There is another reason to treat Cuciurean with caution on the proportionality point, that Parliament has already, and conclusively, struck the Convention balance when it framed the section. It is this. An arbitrary division arises, between those offences which have an inbuilt defence and those which do not. Of course, there is the retort that this is deliberately of Parliament’s making, of its own volition. That might be true but my own research into the passing of the CJPOA and s.68 specifically shows that the question of whether or not to include a defence might well not be one that is put before Parliament at all. Are we right and sensible to conclude this is still a positive choice by parliamentarians? I am doubtful that we should, and certainly if its end-point is the removal courts and judges from the equation as possible defenders of rights (one effective reading of s.6) and consequent shifting of all the power onto the police.

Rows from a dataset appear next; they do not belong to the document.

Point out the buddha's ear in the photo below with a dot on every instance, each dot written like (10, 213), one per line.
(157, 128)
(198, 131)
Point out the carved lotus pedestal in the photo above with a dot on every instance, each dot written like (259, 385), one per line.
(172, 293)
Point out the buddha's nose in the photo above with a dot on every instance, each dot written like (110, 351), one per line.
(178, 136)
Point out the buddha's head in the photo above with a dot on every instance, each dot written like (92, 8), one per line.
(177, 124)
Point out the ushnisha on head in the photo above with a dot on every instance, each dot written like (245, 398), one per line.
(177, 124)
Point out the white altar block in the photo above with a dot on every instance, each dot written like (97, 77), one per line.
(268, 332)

They alone have the power to decide which of various offences to charge a disruptive protester with – and putting it as neutrally as possible, why would an officer arrest someone for intentional nuisance (now in statutory form, in s.78 Police Crime etc Act 2022) which has a “reasonable excuse” defence written in, in s.78(3) rather than aggravated trespass which does not?

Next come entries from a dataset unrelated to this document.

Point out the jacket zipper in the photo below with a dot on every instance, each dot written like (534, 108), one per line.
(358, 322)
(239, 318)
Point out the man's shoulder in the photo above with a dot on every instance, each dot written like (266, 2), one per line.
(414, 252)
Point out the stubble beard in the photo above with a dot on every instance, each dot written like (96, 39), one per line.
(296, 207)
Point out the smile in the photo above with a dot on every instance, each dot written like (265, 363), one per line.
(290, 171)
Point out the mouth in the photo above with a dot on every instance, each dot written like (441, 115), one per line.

The last point to make is that at Strasbourg level (i.e. at the European Court of Human Rights) there is no indication in the case law that a pivotal factor is the absence or presence of something akin to a “reasonable excuse” defence. There are several cases where the Court has considered the proportionality of any charge/arrest/conviction even if it has not then gone on to determine that there was no violation because the state’s response was disproportionate. Cuciurean precludes a court from even that first investigation, let alone the conclusion. My own research has produced the following three:
- Barraco v France: a road obstruction case, from 2009 in which protesters were charged under L412-1 of the Code de la Route (judgment only in French)
- Kudrevicius v Lithuania: similarly a road block protest, decided by the Court in 2015, in which the farmers were charged under Article 1241 of the Code of Administrative Law Offences.
- Drieman v Norway: this was a Greenpeace protest trying to disrupt whale fishing off the Norwegian coast, and the group was charged under s. 14 and 53 of the Sea Waters Fisheries Act
What we will soon know is whether the AG Northern Ireland’s Reference might mark a turning point – with marginalisation of Ziegler to its very specific facts, and effective approval of the line in the sand marked by Cuciurean – or will it mark a continuation of that route? Of course, and perhaps to conclude here, how far either remain “good law” if and when the planned reforms to the HRA, and especially the watering down of the “so far as possible” test in current s.3, but that remains a protest to come!